Elucidating Complex Structures

Complex assemblies that contain several different subunits and/or co-factors perform many important biological processes. In order to understand the structural and functional relationships between the components involved in these processes, it is necessary to combine different structural, biophysical, and biochemical methods.

The archaeal box C/D ribonucleoprotein enzyme is a highly complex system that contains the proteins L7Ae, Nop5 and fibrillarin, plus a guide sRNA. This 390 kDa complex methylates ribosomal RNA at the 2′-O-ribose, which is an important part of the pre-rRNA maturation and a necessary step for subsequent ribosome assembly.

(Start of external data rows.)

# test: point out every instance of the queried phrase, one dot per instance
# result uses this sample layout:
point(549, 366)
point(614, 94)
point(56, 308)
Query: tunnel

The structure of certain isolated segments of this ribonucleoprotein system was known, and these structures were assembled into the complete C/D RNP complex with the help of methyl CSPs, PRE experiments, SAXS (small angle X-ray scattering), and SANS (small angle neutron scattering) data. Furthermore, methyl CSPs observed upon addition of the RNA substrate were instrumental for understanding the elaborate mechanism of sequential site-specific methylation [66].

SecB is a molecular chaperone with a strong antifolding activity. This 70 kDa tetramer displays methyl TROSY spectra of high quality when expressed with methyl-labeled Ala-β Val-γ, Leu-δ, Met-ε, Thr-γ2, and Ile-δ1. These methyl groups were used for determining the structure of the complex that SecB forms with its client proteins MBP and PhoA in their unfolded state. This clearly revealed the mechanism by which the molecular chaperons are able to keep client proteins in an unfolded state. In brief, it was shown that SecB forms long, continuous hydrophobic grooves that bind multiple hydrophobic segments exposed across the unfolded client protein [31]. Multivalent binding mode of this interaction leads to a structure where the client protein is wrapped around SecB, which affects the folding kinetics of the substrate and keeps it in an unfolding state.

Conclusion

Here, we discussed the methodology that can extend the applicability of solution state NMR spectroscopy to systems that are orders of magnitude larger than those that are traditionally studied by this technique. Indeed, the combination of methyl-labeled samples and methyl TROSY experiments can provide quantitative insights in assemblies up to 1 MDa in molecular weight. Importantly, NMR spectroscopy is able to localize and quantify interactions and dynamic processes on a per residue basis. This information is highly relevant to biomolecular processes and often hidden in static structures. In that light, NMR spectroscopy is able to provide unique insights that are fully complementary to X-ray crystallography and cryo-EM methods. Indeed, recently the complementarity of methyl TROSY NMR spectroscopy and cryo-EM was impressively illustrated for a large AAA+ unfoldase [67]. We anticipate that approaches like that will be increasingly important in the future and we look forward to studies that will unravel a wide range of yet unexplored molecular mechanisms.